Strengthening the historic community at the St. Peter Claver School

St. Peter Claver Catholic School students

Sarah Jackson is the City Connects Coordinator at the St. Peter Claver Catholic School in the Rondo neighborhood of St. Paul, Minn., which puts her in the stream of part of the city’s African American history.

In 1950, the local parish built St. Peter Claver to serve black families. Back then, Rondo was where most of the city’s black residents lived. And the school was run by a group of black nuns, the Oblate Sisters of Providence from Baltimore, Maryland.

“The Rondo neighborhood was a historically thriving black community,” Jackson says. “Then it was disrupted by the construction of Highway 94.” Construction on the new interstate was approved in 1956 and completed in the 1960s. The project closed businesses and forced hundreds of families to move out of Rondo. Across the country, highway construction had a similar effect on other black neighborhoods

St. Peter Claver School felt the impact. By 1989, the school closed due to “lack of funding and low enrollment.” It reopened “in 2001 and became a founding partner of Ascension Catholic Academy in 2016.”

Today, 98 percent of the school’s 90 students are black and come from all over the city.

“It’s one of the few schools that kids can go to where they’re not the minority. It’s a place where students can be themselves and feel comfortable and thrive,” Jackson says. “It’s a big family, and the community that kids build here is pretty awesome.”

As all City Connects Coordinators do, Jackson is working with community partners who can meet her students’ needs and build on their strengths. This includes coping with the aftermath of pandemic and helping students get back to grade-level performance as well as getting through the aftermath of George Floyd’s murder, which took place in nearby Minneapolis.

“As someone who is white, I can — and a lot of us can — retreat into not thinking about George Floyd or into putting what happened into the past,” Jackson says. “But for our kids, this is still a reality.”

Acknowledging this reality is work that’s being done in many City Connects schools in Minnesota. In each of these schools, coordinators are working with local community partners who are attuned to students and families.

“One partnership we have is with an organization called Black Girl Advocate,” Jackson explains.

“It was started by a young woman named Shamaria Jordan, who actually works in the Minneapolis Public Schools but has a heart for mentorship. She creates safe places in schools for black girls to talk about the black experience.”

Jordan visits the school weekly and meets with middle school girls in the sixth, seventh, and eighth grade. Conversations touch on academics, relationships with peers, and family life. Two key goals are to create a “path of purpose” and to help the girls realize that they have unique gifts that they can use to serve and to lead.

Another new community partner for St. Peter Claver School is St. Paul Promise Neighborhood, which is housed at the nearby Amherst H. Wilder Foundation.

“Promise Neighborhood partners with families,” Jackson explains. “Twice a week, the organization sends a family coach to the school to help with out-of-school needs such as food insecurity or help with housing.”

“Supporting families is crucial. As I think about my experience with the four domains of City Connects,” Jackson says, referring to the academic, social emotional, physical health, and family domains, “it seems like challenges in the family domain can be the hardest to handle. So having an organization that works directly with families is really exciting.”

Working with families is also easier thanks to the school’s close-knit community. When Jackson conducts whole class reviews, she can go into more depth. And strong relationships within the school make it easier to know who might have a need they’re not sharing, and easier to reach out and say, There’s this opportunity, what do you think?

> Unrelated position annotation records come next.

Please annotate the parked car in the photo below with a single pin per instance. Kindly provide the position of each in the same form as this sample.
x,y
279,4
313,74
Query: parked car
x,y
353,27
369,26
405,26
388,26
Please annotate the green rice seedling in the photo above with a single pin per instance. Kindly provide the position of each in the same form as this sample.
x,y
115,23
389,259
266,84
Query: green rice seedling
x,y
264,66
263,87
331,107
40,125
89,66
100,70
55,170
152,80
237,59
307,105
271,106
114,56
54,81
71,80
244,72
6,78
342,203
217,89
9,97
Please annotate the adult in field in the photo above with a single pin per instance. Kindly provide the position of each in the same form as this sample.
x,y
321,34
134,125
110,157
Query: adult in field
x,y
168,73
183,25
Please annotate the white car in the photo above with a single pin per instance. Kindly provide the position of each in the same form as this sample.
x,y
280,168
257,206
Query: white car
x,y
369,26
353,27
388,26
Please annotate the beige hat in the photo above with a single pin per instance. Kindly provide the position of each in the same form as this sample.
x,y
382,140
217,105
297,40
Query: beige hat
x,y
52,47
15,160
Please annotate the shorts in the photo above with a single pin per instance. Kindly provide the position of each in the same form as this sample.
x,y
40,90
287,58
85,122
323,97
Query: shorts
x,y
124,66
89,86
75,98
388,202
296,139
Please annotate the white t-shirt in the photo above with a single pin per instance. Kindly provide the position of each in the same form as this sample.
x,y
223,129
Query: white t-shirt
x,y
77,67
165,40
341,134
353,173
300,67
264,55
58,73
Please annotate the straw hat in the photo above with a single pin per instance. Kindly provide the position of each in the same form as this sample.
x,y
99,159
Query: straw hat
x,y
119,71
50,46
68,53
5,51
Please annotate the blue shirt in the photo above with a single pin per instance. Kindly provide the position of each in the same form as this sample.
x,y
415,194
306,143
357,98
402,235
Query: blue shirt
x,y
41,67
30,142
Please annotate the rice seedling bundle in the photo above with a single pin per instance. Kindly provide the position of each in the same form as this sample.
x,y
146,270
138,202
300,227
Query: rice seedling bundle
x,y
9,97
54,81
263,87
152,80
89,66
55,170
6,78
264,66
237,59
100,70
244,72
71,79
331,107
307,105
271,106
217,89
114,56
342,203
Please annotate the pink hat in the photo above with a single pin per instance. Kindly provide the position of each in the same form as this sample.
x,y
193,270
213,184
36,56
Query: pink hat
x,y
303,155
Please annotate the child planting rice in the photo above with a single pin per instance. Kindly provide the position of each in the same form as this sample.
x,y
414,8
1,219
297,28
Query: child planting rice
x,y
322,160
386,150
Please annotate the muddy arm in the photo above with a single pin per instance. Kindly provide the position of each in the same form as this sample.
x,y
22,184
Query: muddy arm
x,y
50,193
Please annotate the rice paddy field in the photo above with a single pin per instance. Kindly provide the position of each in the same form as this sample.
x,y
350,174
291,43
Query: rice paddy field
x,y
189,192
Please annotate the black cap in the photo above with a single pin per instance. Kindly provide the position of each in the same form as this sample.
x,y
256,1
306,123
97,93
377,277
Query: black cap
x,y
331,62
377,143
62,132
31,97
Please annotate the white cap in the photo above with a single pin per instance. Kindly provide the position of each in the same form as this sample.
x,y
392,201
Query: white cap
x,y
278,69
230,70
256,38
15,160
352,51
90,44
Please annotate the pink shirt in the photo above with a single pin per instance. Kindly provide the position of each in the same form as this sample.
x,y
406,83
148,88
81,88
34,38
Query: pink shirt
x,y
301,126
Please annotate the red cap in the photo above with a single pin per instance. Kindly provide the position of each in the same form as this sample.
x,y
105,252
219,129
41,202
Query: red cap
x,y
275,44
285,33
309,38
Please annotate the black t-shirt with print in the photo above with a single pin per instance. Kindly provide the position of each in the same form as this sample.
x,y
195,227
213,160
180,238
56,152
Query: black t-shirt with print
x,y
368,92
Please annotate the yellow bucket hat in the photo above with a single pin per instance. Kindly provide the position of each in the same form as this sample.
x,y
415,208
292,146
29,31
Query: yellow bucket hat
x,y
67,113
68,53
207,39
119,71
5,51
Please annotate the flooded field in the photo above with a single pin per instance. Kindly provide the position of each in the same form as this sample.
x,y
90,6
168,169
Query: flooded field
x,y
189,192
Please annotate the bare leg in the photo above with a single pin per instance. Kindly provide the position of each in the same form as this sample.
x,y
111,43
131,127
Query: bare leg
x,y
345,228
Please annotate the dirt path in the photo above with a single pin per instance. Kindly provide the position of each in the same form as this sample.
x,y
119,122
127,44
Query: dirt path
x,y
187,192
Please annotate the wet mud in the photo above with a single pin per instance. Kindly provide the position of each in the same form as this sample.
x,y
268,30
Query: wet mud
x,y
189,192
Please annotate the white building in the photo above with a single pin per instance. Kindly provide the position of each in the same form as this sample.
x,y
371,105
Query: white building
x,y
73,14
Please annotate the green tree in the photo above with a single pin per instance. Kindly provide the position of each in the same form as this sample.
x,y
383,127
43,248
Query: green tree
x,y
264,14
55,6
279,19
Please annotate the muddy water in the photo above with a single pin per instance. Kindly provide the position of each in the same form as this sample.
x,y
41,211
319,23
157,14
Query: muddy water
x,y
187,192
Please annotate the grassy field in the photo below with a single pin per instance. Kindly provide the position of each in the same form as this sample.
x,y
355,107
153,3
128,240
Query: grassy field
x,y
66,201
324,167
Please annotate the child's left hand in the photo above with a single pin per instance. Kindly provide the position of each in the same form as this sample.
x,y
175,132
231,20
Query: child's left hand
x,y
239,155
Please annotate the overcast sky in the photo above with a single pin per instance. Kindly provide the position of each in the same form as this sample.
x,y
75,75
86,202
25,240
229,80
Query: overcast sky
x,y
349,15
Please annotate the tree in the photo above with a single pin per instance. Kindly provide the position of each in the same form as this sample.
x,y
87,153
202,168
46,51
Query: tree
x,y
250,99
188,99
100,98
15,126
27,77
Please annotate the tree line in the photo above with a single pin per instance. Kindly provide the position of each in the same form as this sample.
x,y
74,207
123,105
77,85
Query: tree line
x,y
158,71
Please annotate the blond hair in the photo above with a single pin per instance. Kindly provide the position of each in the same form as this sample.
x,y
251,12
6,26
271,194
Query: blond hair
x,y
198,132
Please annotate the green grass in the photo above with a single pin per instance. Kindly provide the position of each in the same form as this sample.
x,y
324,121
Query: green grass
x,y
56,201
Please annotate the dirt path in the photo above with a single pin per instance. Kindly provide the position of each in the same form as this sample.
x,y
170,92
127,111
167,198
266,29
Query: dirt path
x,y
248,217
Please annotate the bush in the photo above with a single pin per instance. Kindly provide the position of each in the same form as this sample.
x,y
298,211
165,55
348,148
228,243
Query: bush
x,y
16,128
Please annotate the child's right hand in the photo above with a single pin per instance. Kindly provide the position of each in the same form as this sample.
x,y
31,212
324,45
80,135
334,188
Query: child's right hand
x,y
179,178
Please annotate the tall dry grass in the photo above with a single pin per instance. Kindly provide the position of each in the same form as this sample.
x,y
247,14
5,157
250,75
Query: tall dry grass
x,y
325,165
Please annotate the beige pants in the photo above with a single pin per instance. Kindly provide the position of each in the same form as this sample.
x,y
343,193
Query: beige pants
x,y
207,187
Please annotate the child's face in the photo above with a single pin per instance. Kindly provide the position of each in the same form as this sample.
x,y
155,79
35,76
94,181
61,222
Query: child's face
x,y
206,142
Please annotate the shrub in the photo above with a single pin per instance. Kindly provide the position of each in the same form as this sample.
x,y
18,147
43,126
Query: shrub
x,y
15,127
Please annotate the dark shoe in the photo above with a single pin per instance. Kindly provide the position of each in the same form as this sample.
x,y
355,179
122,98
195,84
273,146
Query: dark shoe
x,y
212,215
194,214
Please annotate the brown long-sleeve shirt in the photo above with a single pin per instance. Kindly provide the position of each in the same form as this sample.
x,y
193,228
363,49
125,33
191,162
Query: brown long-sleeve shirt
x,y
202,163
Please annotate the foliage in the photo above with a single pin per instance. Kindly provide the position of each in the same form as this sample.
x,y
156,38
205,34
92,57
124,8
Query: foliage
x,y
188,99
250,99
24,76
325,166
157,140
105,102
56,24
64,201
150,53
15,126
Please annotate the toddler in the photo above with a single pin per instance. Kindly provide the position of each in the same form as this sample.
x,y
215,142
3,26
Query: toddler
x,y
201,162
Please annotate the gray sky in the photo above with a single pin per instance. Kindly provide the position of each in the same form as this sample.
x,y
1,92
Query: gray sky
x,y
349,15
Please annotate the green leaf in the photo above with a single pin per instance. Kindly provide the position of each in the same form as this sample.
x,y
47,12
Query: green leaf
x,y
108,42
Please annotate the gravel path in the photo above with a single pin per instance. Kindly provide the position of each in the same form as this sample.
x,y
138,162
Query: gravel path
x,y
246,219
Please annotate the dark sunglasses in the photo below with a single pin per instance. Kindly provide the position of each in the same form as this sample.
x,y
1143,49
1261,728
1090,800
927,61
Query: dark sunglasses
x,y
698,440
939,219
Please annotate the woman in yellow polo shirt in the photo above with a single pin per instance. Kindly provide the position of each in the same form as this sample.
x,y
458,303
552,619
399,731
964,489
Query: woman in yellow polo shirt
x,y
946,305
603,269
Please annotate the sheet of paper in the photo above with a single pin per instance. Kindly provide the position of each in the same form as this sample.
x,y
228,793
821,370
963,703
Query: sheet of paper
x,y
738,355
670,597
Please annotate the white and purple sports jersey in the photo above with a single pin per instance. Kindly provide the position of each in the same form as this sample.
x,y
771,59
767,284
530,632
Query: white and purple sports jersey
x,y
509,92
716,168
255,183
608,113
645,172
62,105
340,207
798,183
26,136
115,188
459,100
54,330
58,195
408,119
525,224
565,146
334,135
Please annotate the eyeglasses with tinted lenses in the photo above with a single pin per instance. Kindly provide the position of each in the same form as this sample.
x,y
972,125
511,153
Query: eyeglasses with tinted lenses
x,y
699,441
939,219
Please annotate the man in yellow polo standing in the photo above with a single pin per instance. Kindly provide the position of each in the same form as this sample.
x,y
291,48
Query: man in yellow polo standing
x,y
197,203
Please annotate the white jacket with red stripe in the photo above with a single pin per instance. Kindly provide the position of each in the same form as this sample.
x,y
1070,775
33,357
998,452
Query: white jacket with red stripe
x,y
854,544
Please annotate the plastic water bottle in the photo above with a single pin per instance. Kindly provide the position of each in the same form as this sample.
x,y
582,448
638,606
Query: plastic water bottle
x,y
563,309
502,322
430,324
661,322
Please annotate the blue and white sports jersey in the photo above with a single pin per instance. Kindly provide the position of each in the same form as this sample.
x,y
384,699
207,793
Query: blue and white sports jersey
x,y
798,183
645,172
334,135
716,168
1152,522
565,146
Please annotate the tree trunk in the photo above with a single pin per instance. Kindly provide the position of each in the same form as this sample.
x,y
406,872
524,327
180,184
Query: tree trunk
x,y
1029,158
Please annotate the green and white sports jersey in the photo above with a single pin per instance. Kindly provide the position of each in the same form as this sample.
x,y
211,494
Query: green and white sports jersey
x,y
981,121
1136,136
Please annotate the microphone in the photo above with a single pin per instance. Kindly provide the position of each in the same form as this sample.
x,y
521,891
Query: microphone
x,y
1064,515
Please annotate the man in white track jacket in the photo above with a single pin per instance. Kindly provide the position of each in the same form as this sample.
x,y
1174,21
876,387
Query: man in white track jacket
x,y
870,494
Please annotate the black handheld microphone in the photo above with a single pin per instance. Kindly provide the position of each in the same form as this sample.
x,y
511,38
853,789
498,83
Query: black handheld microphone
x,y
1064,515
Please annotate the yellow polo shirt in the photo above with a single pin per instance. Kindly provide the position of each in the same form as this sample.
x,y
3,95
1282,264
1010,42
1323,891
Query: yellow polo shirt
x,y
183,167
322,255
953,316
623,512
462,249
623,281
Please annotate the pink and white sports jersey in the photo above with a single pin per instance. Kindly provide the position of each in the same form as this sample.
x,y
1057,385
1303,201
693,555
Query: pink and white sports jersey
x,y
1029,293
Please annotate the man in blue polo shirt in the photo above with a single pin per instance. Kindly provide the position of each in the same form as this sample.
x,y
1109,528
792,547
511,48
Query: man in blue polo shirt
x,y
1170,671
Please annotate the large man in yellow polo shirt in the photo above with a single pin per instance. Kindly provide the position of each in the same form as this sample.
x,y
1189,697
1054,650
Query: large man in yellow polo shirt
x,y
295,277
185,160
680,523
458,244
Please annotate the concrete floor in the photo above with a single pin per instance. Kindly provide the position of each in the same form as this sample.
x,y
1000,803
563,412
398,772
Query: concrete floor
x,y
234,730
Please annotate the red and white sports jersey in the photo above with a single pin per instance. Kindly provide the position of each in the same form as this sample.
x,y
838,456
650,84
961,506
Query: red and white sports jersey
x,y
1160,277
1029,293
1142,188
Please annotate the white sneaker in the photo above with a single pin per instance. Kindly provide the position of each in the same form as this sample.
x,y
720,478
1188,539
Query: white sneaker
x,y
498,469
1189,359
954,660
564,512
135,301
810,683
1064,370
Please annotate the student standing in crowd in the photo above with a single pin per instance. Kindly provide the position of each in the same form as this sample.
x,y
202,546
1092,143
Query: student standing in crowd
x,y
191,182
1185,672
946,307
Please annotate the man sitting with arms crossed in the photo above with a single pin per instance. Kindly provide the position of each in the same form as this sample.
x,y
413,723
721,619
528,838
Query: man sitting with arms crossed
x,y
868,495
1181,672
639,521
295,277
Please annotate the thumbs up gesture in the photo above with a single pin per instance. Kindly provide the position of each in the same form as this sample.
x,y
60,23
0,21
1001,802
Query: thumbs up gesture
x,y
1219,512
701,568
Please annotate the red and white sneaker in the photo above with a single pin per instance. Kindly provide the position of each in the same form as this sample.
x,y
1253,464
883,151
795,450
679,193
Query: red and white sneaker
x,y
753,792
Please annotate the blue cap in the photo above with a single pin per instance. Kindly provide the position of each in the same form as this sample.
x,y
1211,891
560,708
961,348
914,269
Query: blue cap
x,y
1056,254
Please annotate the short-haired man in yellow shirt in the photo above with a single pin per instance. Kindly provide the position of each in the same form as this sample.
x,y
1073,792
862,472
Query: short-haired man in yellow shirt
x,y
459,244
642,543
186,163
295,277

Because challenges at school can reflect challenges at home, Jackson says, “Any supports that can uplift families and help them thrive so they can be less stressed and be more involved in their children’s education is so important.”

Supporting students and families nourishes the larger St. Peter Claver Catholic School community, where some students have older relatives who also attended the school. 

“There’s a very rich history here” Jackson says.

Protecting this history — and extending it — as Jackson helps to do, ensures that today’s students have the support they need today to be successful in the future.